Sign up for the Old Town Stroll tour and wander through the maze-like streets and alleyways of Naramachi old town district, the merchant quarter of the city during the Edo Period. Here, you get to visit traditional townhouses, step into a herbal medicine shop, taste rice syrup, and drink sake like the villagers of the old town.
Duration: 3 hours
(Image credit: Japan Hoppers)
Walking tours in Japan are not only limited to old post town villages and sake brewery hopping. Embark on an immersive tour of Okinawa with British-based World Expeditions, where you can immerse in the islands’ sub-tropical lifestyle and live like a local.

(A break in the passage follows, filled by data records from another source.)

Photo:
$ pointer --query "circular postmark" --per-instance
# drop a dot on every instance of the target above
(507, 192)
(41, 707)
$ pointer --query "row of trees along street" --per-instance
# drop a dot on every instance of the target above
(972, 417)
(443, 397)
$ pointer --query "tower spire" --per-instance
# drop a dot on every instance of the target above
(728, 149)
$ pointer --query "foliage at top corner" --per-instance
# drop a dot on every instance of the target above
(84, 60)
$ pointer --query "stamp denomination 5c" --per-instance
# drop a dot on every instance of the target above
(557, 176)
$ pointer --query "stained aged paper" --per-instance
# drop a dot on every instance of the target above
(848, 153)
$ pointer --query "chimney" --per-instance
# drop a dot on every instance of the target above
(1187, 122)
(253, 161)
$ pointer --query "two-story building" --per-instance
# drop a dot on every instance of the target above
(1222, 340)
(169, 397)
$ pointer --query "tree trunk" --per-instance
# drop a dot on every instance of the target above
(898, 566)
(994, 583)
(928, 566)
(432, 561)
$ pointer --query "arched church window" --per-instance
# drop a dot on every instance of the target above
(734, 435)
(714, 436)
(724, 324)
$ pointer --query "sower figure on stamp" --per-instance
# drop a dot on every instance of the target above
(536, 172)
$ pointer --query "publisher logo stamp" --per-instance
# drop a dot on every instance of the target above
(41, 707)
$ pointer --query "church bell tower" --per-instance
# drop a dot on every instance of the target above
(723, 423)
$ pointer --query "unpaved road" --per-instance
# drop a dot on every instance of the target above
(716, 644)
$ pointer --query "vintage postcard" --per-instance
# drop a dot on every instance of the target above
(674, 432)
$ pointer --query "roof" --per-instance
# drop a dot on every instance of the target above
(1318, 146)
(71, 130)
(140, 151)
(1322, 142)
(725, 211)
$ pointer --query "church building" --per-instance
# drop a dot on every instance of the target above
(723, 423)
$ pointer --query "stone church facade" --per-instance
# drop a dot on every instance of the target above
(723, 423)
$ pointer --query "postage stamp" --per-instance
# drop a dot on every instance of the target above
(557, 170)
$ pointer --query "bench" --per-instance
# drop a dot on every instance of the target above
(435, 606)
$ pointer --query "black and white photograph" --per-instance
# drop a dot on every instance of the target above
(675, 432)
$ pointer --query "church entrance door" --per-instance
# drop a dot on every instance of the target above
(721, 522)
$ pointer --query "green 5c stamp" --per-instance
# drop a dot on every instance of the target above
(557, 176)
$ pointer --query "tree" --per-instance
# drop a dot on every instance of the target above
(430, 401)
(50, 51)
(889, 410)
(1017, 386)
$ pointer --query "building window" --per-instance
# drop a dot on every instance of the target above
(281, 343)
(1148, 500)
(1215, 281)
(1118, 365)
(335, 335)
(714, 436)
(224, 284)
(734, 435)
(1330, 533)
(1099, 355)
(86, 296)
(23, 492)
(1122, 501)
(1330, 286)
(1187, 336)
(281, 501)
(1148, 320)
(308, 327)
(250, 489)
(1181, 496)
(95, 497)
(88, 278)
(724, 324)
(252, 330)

Here, you can go mangrove kayaking, take part in a slow food cooking class with local chefs to understand Okinawa’s food culture, as well as visit the UNESCO World Heritage listed Shuri and Nakaijin castle ruins.
Duration: 6 days
(Image credit: 7maru / iStock Photo)
If you’d prefer a more independent vacation, check out the self-guided Pilgrim’s Paths itinerary from Inside Japan Tours. The journey will take you from modern Tokyo to ancient Kyoto via a network of ancient pilgrimage paths known as the Kumano Kodo.
Throughout the journey, stay at traditional Japanese accommodation such as temple lodging at the mysterious Mount Koya as well as various traditional ryokan inns.
Duration: 14 nights
(Image credit: Inside Japan Tours)
Combine your walking tour with a guided bicycle expedition with Exodus Travels’ Cycling in Japan. Experience the Japanese countryside on two wheels as you pedal from the rugged seascapes and wild beaches of the Noto Peninsula to picturesque farmlands and mountainous regions of Takayama and the UNESCO-listed Shirakawa-go.